Treatment areas inside the Siskiyou Fire zone showed blackened stumps of small trees mixed into the forest where crews worked to thin out little trees and brush from 2006 to 2008. Most of the areas that were thinned burned at low to medium intensity, compared to untreated areas that suffered from extreme intensity fire, Chambers said.

Charring on the tree trunks in much of the treated area showed that flames had licked up about 4 to 6 feet, compared to other areas where flames flared up to 50 feet high. Though many Douglas fir trees had brown needles, they still had green in their tops.

"There's not significant scorch up here, which means the canopy was not affected," Chambers said.

Those trees will have a chance of surviving, according to Main.

"There's a pretty good chance these guys will come back," he said.

Before the fire, crews took the trees they had thinned, piled them and burned them. Oddly, those burn pile areas, which still bear a few charred bits of wood, are seeing a surge of green sprouts.

Chambers said he can't explain the extra growth there, except to surmise that the small fires released nutrients back into the soil.

In other areas that were treated before the fire, the news wasn't as good. Black marks on tree trunks showed flames went up about 20 feet, and the trees showed more damage in their canopies.

Main said it's common for wildfire to vary in its intensity.

Main said even though the canopies are brown, at least the conifers have their needles left. Those needles have been dropping to the blackened forest floor, where they help to protect the soil.

Fire specialists won't find out how many trees survived the Siskiyou fire until spring, when trees put out their new greenery, Chambers said.

In two untreated areas where the fire burned at its hottest, the fir trunks are completely black and all their needles burned away.

Previous fuels reduction work, the efforts of firefighters and a shift in the wind kept the Siskiyou fire on the east side of upper Tolman Creek Road, where it burned in the Tolman Creek watershed and destroyed one home, said Chambers and Ashland fire Chief John Karns.

The boundary of the Ashland Creek watershed, source of the city's water supply, is one mile from the fire, Chambers said.

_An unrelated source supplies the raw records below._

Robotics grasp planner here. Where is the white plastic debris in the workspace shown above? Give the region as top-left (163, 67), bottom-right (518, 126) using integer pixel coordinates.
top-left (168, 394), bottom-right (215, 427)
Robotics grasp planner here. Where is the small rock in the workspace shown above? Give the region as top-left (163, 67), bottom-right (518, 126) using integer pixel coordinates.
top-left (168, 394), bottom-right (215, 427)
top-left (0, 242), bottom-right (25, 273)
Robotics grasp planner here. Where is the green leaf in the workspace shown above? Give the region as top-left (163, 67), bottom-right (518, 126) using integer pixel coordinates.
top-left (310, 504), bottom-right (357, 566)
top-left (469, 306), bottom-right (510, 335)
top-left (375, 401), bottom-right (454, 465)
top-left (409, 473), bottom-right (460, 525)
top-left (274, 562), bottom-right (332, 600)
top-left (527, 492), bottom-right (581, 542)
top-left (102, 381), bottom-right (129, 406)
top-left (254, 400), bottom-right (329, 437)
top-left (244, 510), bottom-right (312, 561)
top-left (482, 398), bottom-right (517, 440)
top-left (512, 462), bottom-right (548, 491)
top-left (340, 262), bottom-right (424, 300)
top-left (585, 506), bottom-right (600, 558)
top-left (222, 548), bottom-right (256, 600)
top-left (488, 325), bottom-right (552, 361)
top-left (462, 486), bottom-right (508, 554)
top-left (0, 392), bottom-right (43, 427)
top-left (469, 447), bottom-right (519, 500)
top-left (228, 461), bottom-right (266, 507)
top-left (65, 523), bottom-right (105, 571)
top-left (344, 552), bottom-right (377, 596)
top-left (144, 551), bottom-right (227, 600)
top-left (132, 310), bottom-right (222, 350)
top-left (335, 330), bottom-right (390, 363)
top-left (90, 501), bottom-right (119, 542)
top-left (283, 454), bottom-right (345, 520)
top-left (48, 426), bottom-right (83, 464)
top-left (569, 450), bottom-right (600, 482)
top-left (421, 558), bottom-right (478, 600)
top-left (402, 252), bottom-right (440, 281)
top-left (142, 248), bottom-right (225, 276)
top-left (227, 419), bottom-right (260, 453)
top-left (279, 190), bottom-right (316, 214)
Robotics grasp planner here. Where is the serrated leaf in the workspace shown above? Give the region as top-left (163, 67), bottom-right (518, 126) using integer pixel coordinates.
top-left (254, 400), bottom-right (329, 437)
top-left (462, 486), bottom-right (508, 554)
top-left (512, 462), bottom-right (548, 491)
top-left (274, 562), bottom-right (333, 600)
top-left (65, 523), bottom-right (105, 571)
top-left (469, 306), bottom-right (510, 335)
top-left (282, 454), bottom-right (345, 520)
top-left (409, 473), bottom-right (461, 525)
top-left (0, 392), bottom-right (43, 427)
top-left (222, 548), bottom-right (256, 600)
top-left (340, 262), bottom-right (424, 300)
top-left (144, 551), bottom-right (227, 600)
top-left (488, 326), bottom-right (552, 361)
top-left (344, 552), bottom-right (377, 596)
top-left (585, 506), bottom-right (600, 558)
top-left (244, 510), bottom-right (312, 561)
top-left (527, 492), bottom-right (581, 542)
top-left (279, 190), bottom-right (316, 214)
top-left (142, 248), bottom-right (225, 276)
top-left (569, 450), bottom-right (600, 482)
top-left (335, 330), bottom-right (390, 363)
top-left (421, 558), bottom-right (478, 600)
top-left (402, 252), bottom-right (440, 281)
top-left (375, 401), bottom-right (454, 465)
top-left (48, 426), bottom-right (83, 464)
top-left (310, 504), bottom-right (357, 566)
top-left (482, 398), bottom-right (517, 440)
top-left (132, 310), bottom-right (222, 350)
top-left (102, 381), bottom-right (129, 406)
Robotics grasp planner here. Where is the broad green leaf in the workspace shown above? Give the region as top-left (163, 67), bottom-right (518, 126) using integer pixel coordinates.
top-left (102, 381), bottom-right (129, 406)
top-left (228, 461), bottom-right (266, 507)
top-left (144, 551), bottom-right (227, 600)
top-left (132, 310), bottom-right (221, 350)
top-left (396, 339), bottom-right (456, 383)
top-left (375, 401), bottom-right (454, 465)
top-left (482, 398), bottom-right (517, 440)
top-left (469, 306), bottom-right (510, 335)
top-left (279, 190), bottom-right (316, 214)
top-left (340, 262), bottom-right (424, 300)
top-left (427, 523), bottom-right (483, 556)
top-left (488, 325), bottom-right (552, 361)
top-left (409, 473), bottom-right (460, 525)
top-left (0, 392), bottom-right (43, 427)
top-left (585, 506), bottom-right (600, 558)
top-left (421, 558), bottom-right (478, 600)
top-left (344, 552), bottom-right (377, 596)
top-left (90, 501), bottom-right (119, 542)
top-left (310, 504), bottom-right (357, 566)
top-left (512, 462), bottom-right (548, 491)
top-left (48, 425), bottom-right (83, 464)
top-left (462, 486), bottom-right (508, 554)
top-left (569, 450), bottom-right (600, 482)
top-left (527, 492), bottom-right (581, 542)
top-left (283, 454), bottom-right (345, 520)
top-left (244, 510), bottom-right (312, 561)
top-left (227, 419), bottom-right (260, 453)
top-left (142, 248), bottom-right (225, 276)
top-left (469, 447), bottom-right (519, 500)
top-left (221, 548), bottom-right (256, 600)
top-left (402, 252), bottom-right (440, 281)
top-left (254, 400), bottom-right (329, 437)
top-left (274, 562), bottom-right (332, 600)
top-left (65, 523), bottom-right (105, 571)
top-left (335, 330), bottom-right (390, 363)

The burned area will serve as a laboratory for whether wildfire will lead to erosion on the loose, sandy soils that predominate in both the Tolman and Ashland Creek watersheds.

Chambers, Main and a U.S. Forest Service worker put down six sets of mats in the Siskiyou fire zone that they are monitoring to see how much eroded soil collects on the material.

"We can apply that to the Ashland watershed and see how much sedimentation would go into Reeder Reservoir," Chambers said.